Religion Today

Monday, April 16, 2007

February 2006: Europe's "Imus Moment"

A new term was coined last week, namely, “Imus moment,” as in “You’ve just had an ‘Imus moment.’” It refers to a comment which someone utters, usually thoughtlessly, which viciously insults members of a social sub-class—often ethnic or religious. These utterances receive different responses. Some Imus moments go unnoticed or unheard by members of the insulted group, while some are heard but pass unremarked even though hearers may be upset. A full-blown Imus moment occurs when the hurtful remarks are protested by increasingly large numbers of people and result in serious consequences for the speaker, as media star Don Imus learned to his cost.

Societies, nations, and even continents can have their own Imus moments. A year ago February, Europe and the Arab world was convulsed over cartoons published by a Danish newspaper insulting Muhammad, the founder of Islam. When protestors demanded an apology, the paper refused and sounded the cry of freedom of speech. Other European papers echoed the cry, reprinting the cartoons themselves. Muslims around the world erupted in outrage, with protests continuing for weeks. Most came off peacefully, although a few became violent with attacks on embassies and casualties among the protesters.

At the time, many commentators in the West were puzzled by the massive response to the cartoons. Not only was “freedom of speech” held up as an important value, but many observed that most social groups found themselves offended by something in the media at some time. Everyone could be insulted; Muslims were not being singled out. Westerners could not understand why this one insult caused such a ruckus.

It was Europe’s Imus moment. To understand what that means, let’s start with a look at the key elements of the Imus debacle.

Don Imus, radio star of CBS’s “Imus in the Morning” (a show simulcast on MSNBC), is (was) a shock jock. As the Rutgers’s women’s basketball team were winning the NCAA championship, he used ghetto slang to call them whores. Many people protested this remark, whites as well as blacks. Imus apologized. Several times. In several ways. The apologies revealed, however, that he just didn’t get it. The protests continued and eventually both MSNBC and CBS cancelled the program.

Imus and his employers were puzzled by the response. After all, he made his living by insulting people. Over the last two decades, he has made offensive remarks about Hispanics and Blacks, Jews and Catholics, Evangelicals and women, to name just a few. Despite this, he has been lauded by the media and politicians; Time magazine even ranked him as one of the 25 most influential people in the USA in 1997. His show had a strong audience and was a big money maker.

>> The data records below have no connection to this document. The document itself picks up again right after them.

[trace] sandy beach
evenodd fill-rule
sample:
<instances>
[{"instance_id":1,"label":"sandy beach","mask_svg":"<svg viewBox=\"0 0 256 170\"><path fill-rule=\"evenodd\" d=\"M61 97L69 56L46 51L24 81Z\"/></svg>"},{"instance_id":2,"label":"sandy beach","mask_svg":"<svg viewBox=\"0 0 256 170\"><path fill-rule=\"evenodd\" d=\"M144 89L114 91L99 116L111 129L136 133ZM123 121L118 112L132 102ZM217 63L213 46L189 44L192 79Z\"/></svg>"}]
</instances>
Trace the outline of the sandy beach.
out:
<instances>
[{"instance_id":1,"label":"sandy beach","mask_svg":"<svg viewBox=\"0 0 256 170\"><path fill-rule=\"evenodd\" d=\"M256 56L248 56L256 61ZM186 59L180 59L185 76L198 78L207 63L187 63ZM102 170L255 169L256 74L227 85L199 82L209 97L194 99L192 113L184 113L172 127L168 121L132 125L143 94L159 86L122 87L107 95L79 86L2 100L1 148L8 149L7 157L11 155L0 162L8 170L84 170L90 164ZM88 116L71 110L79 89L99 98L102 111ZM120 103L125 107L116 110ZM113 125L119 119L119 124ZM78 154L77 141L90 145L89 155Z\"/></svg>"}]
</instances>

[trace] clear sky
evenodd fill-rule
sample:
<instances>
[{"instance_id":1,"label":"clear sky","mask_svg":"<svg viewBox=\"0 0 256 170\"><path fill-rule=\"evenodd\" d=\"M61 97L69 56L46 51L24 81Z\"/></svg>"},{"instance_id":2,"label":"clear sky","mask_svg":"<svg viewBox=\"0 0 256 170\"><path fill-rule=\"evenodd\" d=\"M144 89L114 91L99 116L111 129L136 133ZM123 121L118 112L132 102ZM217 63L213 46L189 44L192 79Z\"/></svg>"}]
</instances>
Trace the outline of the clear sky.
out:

What Imus’ comment about the women’s basketball team and the Danish Muhammad cartoons have in common is that the insults were over the line. After Imus’ history of insults, implying that these accomplished basketball players were only good on their backs was too much for a African-American community that has endured white degradation since slavery.

Similarly, publishing cartoons insulting Islam’s founder was too much for Muslims. When the paper refused to apologize and other European papers compounded the situation, this was the final straw in a history of insults extending for centuries. It was more extreme than the Imus event because the perpetrators did not apologize (with a few exceptions, France Soir newspaper being the most prominent); instead they trumpeted their actions as righteous.

In both cases, the insults occurred in big-money media outlets, radio and TV for Imus and major newspapers for the cartoons. These establishment sources of culture lent a legitimacy to the insults that fanned the flames of anger. The differences, again, stem from the fact that in the Imus case, the media backed down and in the cartoon case they did not.

Why the different responses? Because African-Americans are more integrated into American society and business, especially the media business, than Muslims are in Europe. Both NBC and CBS made it clear that their own employees, many of whom are black and some of whom are executives, did not think Imus represented the company well. By contrast, few Muslims have influential voices in European society and in the media companies. Indeed, many Europeans view Muslims as outsiders and hence not requiring the same engagement and respect. It was this lack of engagement that caused the wider scale of the protests.